By Ron Seigel
February 25, 2018
In her speech after receiving a Golden Globe Award, TV personality Oprah Winfrey expressed gratitude to “all the women, who have endured years of abuse, whose names we’ll never know.”
On February 20, during Black History Month, a forum called “What Justice Really Is,” was held to honor an African American woman, Gwen Mingo, who for decades has been valiantly fighting for people abused by those in high places and has recently faced abuse herself from the American legal system. The forum took place at the Sacred Heart Church Activities Building, 3451 Rivard, in Detroit.
Those at the forum discussed Mingo’s 22 years of efforta to save her home, the homes of residents in her area of Brush Park and the homes of people in all Detroit neighborhoods.
Last year there has been a new awareness of how Detroit urban renewal programs forced thousands of people, mostly African Americans, out of their homes and left them with no place to go except overcrowded slums.

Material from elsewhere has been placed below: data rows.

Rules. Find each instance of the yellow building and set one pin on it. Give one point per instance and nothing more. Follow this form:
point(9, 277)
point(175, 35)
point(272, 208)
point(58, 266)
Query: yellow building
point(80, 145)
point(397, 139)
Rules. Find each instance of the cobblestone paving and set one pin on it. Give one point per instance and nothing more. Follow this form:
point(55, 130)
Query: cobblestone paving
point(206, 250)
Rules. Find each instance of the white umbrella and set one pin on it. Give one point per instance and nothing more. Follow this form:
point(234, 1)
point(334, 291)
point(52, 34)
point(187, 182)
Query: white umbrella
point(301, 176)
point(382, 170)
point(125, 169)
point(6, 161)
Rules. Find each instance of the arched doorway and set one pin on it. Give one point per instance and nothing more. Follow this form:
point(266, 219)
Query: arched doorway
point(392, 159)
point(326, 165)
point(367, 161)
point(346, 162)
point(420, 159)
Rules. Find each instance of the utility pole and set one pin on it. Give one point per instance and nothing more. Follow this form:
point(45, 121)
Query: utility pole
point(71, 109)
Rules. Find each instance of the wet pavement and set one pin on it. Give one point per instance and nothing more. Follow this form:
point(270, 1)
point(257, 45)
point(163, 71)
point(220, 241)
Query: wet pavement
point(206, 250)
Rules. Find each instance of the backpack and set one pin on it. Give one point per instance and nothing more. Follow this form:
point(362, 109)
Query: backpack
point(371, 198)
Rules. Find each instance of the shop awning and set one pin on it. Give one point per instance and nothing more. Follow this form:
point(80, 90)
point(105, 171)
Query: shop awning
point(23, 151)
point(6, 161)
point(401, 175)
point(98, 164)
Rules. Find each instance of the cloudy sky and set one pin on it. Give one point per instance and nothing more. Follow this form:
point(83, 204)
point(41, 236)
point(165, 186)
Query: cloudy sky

Many have said this was the number one cause of the 1967 Detroit Rebellion, including George Romney, who was the Governor of Michigan at the time.
The current Detroit Mayor, Mike Duggan, has urged a quick change of the name of the largest building in downtown Detroit, the Cobo Convention Center, because it was named after the late Albert E. Cobo, who started such racist policies.
“The Cobo Center is central to the City of Detroit’s image across America and around the world,” he said, ” and I felt that a center that meant so much to Detroit’s reputation ought not to be named for someone who didn’t provide fair play for everybody.”
However, there has not been much attention paid to those who have been challenging such policies and those who are still suffering from them.
Gwen Mingo exposed such policies as head of the Citizens District Council representing the historic area of Detroit’s Brush Park and later as the head of the Coordinating Council of all Detroit Citizen District Councils.
Under her leadership, her Brush Park Citizens District Council sued city hall and presented documentary proof that the only residents in their area slated for displacement were African Americans.
Their lawsuit revealed the city was violating the law, tearing down buildings that were officially designated for. historic preservation.
Years later, Mingo exposed environmental dangers, including the way city demolition procedures spread dangerous levels of asbestos, causing breathing problems and even death. Mingo noted that on a number of blocks people died just as the city tried to take their land.
Some believe Ms. Mingo herself faced harassment due to her campaign. Around 2000, when she was on her way to an important meeting of her district council, police arrested her, allegedly because of a late traffic ticket payment. They took her to a far-off precinct and held her through the night without giving her a chance to let anyone know.
Despite police physical resistance, she was able to get a phone call out. Only after the press and a member of a community organization got wind of it and appeared at the precinct around midnight, was she released.
A few months later the. courts dropped her traffic payment charge. Some felt there was the possibility of attempted assassination.
In 2005 the city’s Economic Growth Corporation started knocking down holes in the gas main near her house. Employees of the gas company stated this was a fire hazard and continuously fixed it. In the meantime members of different community organizations came to her home and held a vigil to prevent any further danger to her and her family.
A few years later some expressed doubts that it was sheer coincidence that a hit and run driver just happened to crash her car into a lamp post soon after Mrs. Mingo’s district council filed suit against city policies.
Now some believe that Ms. Mingo is facing harassment from the courts.
About eight years ago the J.P. Morgan Chase Bank foreclosed on her house. Mrs.Mingo had a document from the bank itself stating her mortgage was all paid up, but she ultimately was not able to get her document accepted as evidence.
Mingo stated she presented a copy of it to the office of the judge, who at that time was handling the case, Judge Robert Ziolkowski and because of this he was ready to dismiss the bank’s suit against her.
Then, she states, for some unknown reason, her case was abruptly transferred to another judge, Patricia Fresard.
About the same time, Mingo noted, her court file abruptly vanished. When it was finally recovered months later, all of her documents had disappeared, notably the one proving her mortgage was all paid off.
Mingo would have made new copies on a Xerox machine, but at that time the Michigan Supreme Court made a new ruling especially for the Detroit area. The judges forbade courts in Wayne and Oakland County and the 13th District to accept paper documents, and demanded that all documents be e-filed. In short, the court was ordering judges to reject relevant evidence.
Mrs. Mingo, like many poorer litigants, had difficulty getting documents e-filed. In her case, there were particular delays, because of mechanical problems with the machines. Mingo said that even though Judge Fresard knew that Mingo’s documents had been mysteriously removed from her court file and that she had tried 27 times to e-file copies to replace them, the judge refused to acknowledge her paper documents that revealed the mortgage was all paid off and even denied her the right to read them into the court record. Judge Fresard ruled Mingo lost her case, because her file was empty.
Judge Fresard dismissed the case “with prejudice,” so that this information could not be used on appeal, effectively preventing Mingo’s evidence from ever seeing the light of day in our courts of law.
As a result Mingo is likely to lose the place she called home for decades.